DOI=10.3389/fnmol.2023.1133106

ISSN=1662-5099

ABSTRACT=Background. The mechanism of brain aging is still far from being fully understood. Currently, few studies try to find the Molecular change by bioinformatics at subregional level in aging brain. Therefore, this study aimed to find the molecular signatures and key genes of aging depend on brain region.
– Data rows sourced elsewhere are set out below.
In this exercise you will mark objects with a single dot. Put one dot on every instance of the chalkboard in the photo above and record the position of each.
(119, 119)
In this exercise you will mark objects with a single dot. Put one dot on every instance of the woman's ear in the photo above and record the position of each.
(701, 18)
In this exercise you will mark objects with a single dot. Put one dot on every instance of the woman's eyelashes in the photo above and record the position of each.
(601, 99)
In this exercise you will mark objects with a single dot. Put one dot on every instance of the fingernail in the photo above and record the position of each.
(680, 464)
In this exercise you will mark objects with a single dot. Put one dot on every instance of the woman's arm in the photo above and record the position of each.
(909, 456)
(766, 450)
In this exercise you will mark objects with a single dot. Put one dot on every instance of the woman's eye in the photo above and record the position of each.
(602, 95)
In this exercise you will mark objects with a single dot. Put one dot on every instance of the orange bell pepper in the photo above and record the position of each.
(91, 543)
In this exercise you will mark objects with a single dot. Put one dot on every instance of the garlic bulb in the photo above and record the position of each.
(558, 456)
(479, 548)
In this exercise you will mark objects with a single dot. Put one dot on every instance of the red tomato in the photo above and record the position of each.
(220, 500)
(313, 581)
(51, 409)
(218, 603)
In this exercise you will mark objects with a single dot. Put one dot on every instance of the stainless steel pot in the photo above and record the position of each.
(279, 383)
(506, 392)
Methods. Differentially expressed genes (DEGs) of aging of cerebral cortex (CX), hippocampus (HC) and cerebellum (CB) were identified respectively based on 5 datasets from Gene Expression Omnibus (GEO). Molecular signatures of aging were explored by functional and pathway analysis. Hub genes of each brain region were determined by protein–protein interaction (PPI) network analysis and the common expressed DEG (co-DEG) was also found. Gene-microRNA (miRNA) and gene-disease interaction were constructed by online databases. The expression levels and regional specificity of hub genes and co-DEG were validated by animal experiment.
Results. 32, 293 and 141 DEGs were identified for aging of CX, HC and CB respectively. Enrichment analysis showed that molecular change related to leukocyte invasion, abnormal neurotransmission and impaired neurogenesis due to the inflammation may be the major signatures of CX, HC and CB respectively. Itgax was the hub gene of cortical aging. Zfp51 and Zfp62 were the hub genes of hippocampal aging. Itgax and Cxcl10 were the hub gene of cerebellar aging. S100a8 was the only co-DEG of all the three regions. In addition, a series of molecular changes associated with inflammation were found in all the three brain regions. Several miRNAs were interacted with the hub genes and S100a8. The level change of genes was further validated in animal experiment, but only the upregulation of Zfp51 and Zfp62 were restricted to HC.
Conclusion. The molecular signatures of aging have regional differences in the brain and seem to closely relate to the neuroinflammation. Itgax, Zfp51, Zfp62, Cxcl10 and S100a8 may be the key genes and potential targets for prevention of the brain aging.